First and foremost is the idea of government as an institution comprised of order without enterprise. What I mean by this is a focus on government as a neutral arbiter of laws that refrains, as much as it can, from actively influencing the people it governs. 

The office of government is not to impose other beliefs and activities upon its subjects, not to tutor or educate them, not to make them better or happier in another way, not to direct them, to galvanize them into action, to lead them or to coordinate their activities so that no occasion of conflict that occur; the office of government is merely to rule.

The reason for this idealized passivity of government is based on a healthy respect for the individual and the reality of the human condition. Oakeshott takes as “the current condition of human circumstances” that people often have very different ideas as to how life should be lived, and subsequently endeavor to turn privately held beliefs in public realities. This is the use of government as enterprise – the use of government to actively shape the public into a perceived better way of living – and it is anathema to conservatism.

The conservative government can be seen as “the umpire whose business is to administer the rules of the game.” The rules, as represented by the laws the government enforces, are inherently subject to the people, and should be reflective of how they currently live their lives. Conservatism is naturally wary of a “vision of another, different, and better world.” It recognizes the danger in hypothetical scenarios, and doubts that such an infinitely better way of living could be conceived that it warrants imposition on individuals with varying beliefs. 

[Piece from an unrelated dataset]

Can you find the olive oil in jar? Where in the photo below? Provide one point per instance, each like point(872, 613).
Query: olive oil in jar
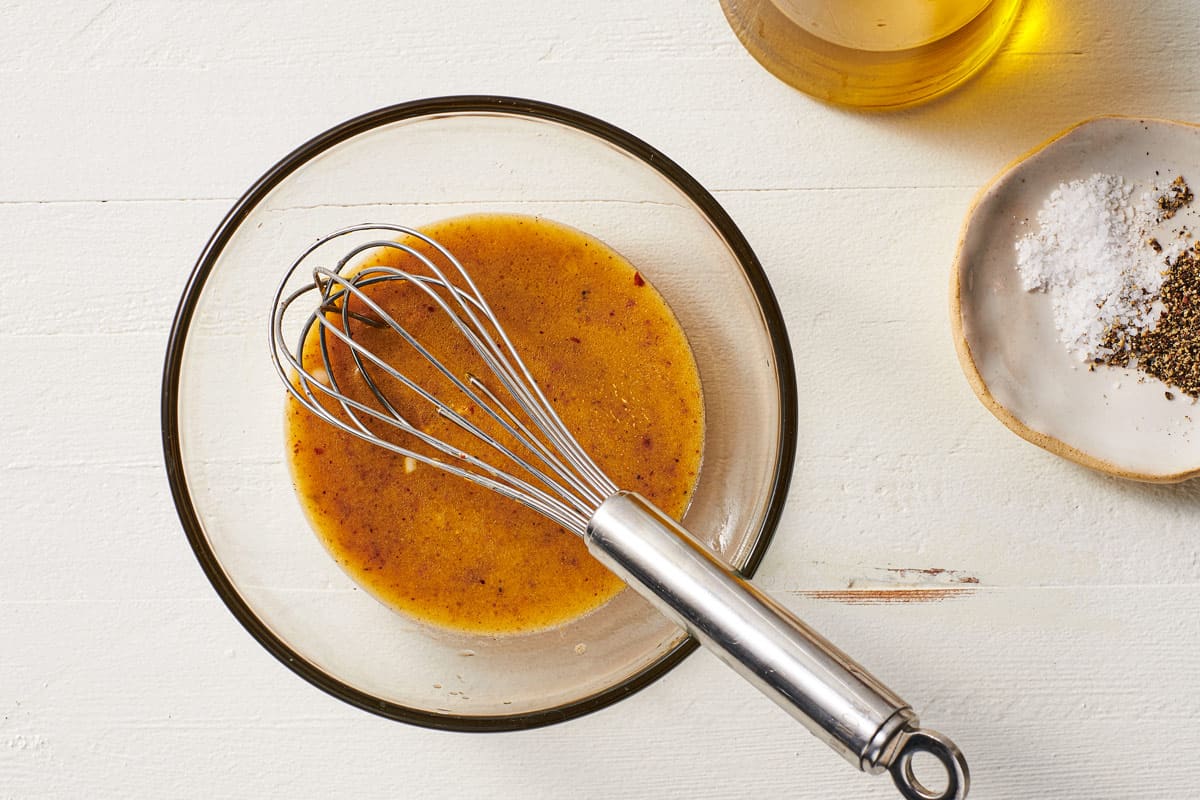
point(873, 53)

People pursue different paths in their lives with differing levels of passion, and will often make their own choices as to what makes them happy. The conservative government would recognize that “this condition of the human circumstance is, in fact, current, and that we have learned to enjoy it and how to manage it.” The role of change and the more loaded term “progress” in a conservative government is to better represent the people governed. Conservatism believes in slow, purposeful, and organic change within society, insisting that a “modification of the rules should always reflect, and never impose, a change in the activities and beliefs of those who are subject to them.” Far from stubbornly opposing all change, a conservative government would recognize that “innovation, then, is called for if the rules are to remain appropriate to the activities they govern.”

This conception of the nature of change within society being dependent on organic growth is why conservatism is skeptical of a government that “commands for truth.” To use the government as tool to artificially change people’s lives is to invite a dangerous precedent, and fits well with Abraham Maslov’s saying, “I suppose it is tempting, if the only tool you have is a hammer, to treat everything as if it were a nail.” The proper function of the government is to arbitrate conflicts between people when their individual lives come into conflict, and to as much as it can avoid promoting certain individual views above each other. It should be stressed that the purpose of the conservative government is not to do nothing, but to approach change rationally and cautiously, mindful of the dangers of radical societal impetuses. In my favorite metaphor of the whole bunch, Oakeshott likens conservatism to the governor of an engine, “which, by controlling the speed at which its parts move, keeps the engine from racketing itself to pieces.”